- Sire: Amerigo
- Grandsire: Nearco
- Dam: Morn Again
- Damsire: Sun Again
- Sex: Filly
- Foaled: 1963
- Country: United States
- Colour: Chestnut
- Breeder: Allaire du Pont
- Owner: Bohemia Stable
- Trainer: George M. Baker
- Record: 49- 21-9-5
- Earnings: US$552,972

Major wins
- Firenze Handicap (1967, 1968) Matchmaker Stakes (1967, 1968) Molly Pitcher Handicap (1967, 1968) Maskette Handicap (1967) New York Handicap (1967) Delaware Handicap (1968) Vineland Handicap (1968) Ladies Handicap (1968) Sheepshead Bay Handicap (1968)

Honours
- Aiken Thoroughbred Racing Hall of Fame (1977) Maryland Thoroughbred Hall of Fame (2013)

= Politely =

American-bred Thoroughbred racehorse

Politely (foaled 1963 in Maryland) was an American Thoroughbred racehorse. She was bred by Allaire du Pont and raced under her Bohemia Stable banner. Her sire, Amerigo, a son of the great Nearco, was a stakes winner of races in England and the United States including the Coventry Stakes, New York Handicap and the San Juan Capistrano Handicap. Her dam was Morn Again, a daughter of Calumet Farm's multiple stakes winner Sun Again.
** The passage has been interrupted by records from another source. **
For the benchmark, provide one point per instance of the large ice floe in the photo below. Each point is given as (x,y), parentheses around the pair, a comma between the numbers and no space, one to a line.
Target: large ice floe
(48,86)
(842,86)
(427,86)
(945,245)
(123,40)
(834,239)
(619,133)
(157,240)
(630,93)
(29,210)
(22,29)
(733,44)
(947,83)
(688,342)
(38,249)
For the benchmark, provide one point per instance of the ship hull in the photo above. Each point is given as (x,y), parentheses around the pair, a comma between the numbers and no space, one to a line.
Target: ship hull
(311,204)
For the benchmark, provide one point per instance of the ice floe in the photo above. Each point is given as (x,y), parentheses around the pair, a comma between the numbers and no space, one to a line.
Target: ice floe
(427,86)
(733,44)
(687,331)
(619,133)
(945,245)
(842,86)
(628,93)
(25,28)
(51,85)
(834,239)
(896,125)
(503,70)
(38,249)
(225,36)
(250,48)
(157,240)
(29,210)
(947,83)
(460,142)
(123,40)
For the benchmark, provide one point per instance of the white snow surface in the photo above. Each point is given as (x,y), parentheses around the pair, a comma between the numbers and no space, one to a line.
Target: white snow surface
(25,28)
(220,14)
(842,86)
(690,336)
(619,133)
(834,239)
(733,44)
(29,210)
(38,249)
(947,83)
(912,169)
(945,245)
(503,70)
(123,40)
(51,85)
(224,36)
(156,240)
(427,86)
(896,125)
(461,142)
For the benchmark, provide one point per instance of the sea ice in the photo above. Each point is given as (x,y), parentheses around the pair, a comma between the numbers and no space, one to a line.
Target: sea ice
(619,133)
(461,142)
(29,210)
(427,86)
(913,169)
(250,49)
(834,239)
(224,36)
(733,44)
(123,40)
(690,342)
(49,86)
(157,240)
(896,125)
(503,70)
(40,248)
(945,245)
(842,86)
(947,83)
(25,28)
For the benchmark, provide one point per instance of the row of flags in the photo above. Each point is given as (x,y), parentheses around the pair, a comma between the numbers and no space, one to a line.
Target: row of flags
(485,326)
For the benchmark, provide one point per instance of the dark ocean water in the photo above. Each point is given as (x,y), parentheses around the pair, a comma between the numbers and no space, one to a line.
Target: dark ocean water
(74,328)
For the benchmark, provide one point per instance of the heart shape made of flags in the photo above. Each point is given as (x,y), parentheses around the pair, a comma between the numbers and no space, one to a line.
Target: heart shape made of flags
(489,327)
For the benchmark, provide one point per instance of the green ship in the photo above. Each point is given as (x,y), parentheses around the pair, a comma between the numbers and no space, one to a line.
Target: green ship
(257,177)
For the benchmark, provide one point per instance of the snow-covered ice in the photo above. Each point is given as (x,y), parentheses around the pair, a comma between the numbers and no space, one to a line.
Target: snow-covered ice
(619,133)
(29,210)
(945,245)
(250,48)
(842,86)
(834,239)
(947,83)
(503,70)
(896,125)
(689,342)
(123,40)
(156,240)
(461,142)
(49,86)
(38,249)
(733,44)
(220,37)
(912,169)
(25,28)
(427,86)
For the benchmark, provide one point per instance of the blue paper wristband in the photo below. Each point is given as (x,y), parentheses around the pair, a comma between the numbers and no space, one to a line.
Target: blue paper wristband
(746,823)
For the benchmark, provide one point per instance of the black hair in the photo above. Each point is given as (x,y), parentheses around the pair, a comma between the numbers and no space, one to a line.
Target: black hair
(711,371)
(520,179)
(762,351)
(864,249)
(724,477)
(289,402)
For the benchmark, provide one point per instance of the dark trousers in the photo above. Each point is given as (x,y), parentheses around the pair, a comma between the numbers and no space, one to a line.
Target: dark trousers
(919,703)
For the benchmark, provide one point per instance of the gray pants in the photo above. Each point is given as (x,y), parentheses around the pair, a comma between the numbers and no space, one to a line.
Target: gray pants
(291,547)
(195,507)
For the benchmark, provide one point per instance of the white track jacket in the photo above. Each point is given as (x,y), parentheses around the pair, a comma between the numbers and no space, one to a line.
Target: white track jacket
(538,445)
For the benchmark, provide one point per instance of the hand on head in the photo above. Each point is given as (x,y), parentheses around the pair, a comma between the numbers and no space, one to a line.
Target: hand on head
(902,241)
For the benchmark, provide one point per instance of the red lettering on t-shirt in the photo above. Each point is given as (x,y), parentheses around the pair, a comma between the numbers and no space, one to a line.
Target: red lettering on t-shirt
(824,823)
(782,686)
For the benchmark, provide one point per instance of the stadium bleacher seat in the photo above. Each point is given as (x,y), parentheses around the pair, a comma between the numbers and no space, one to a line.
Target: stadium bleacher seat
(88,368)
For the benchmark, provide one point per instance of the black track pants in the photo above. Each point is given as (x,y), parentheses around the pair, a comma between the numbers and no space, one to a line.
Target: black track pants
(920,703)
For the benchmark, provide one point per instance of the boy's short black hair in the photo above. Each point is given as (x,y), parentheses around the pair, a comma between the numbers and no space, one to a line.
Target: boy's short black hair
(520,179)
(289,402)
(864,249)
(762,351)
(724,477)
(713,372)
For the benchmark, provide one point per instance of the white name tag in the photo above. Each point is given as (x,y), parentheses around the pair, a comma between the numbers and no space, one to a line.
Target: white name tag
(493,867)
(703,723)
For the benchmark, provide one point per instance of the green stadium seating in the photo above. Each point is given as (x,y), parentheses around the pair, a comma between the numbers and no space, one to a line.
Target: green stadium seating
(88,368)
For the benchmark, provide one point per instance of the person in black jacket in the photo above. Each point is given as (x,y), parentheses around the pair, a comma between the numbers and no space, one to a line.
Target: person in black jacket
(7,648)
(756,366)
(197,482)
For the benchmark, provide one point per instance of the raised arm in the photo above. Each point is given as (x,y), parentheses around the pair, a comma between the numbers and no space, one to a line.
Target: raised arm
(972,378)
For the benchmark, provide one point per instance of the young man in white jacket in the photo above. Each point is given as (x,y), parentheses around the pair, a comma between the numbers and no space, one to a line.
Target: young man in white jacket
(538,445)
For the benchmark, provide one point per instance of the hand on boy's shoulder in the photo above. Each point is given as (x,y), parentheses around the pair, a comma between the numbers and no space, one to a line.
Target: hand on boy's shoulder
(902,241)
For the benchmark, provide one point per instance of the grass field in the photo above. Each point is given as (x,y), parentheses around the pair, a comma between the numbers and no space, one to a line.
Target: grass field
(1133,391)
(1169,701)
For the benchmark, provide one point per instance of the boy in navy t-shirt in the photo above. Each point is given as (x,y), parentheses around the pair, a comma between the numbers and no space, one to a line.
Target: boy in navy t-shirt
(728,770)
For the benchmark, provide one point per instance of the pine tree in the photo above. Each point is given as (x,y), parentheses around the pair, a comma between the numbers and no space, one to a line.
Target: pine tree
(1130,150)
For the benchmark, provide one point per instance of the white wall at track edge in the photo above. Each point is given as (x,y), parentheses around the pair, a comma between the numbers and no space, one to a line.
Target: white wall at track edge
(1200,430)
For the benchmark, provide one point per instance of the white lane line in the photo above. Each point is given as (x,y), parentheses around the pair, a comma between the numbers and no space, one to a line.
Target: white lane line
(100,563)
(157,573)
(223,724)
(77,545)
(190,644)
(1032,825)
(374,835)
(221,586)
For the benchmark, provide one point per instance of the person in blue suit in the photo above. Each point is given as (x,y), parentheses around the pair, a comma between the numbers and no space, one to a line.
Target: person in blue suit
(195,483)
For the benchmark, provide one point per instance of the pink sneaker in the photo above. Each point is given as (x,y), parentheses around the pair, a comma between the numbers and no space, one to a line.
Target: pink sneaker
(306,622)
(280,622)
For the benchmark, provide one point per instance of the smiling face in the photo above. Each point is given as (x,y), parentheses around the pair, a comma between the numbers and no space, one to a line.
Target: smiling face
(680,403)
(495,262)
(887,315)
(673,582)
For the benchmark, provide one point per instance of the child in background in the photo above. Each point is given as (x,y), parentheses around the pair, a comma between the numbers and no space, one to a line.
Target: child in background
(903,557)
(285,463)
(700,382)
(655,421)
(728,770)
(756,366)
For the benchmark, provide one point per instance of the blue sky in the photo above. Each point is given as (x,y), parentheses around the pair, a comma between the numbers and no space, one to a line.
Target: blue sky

When Politely, trained by George Baker, raced at age three, her best outing was a third to 1965 American Horse of the Year Moccasin in the 1966 Test Stakes. At ages four and five, she was one of the top fillies in the United States, scoring back-to-back wins in three important stakes races, which included equalling and breaking the Monmouth Park track record in the Matchmaker Stakes.

Retired to broodmare duty, Politely produced eleven foals between 1971 and 1987. She was bred to top stallions such as Hoist The Flag, Dr. Fager, Alydar, The Minstrel, Smarten and Northern Dancer, but her offspring met with limited racing success.

In 1977 Politely was inducted into the Aiken Thoroughbred Racing Hall of Fame and into the Maryland Thoroughbred Hall of Fame in 2013.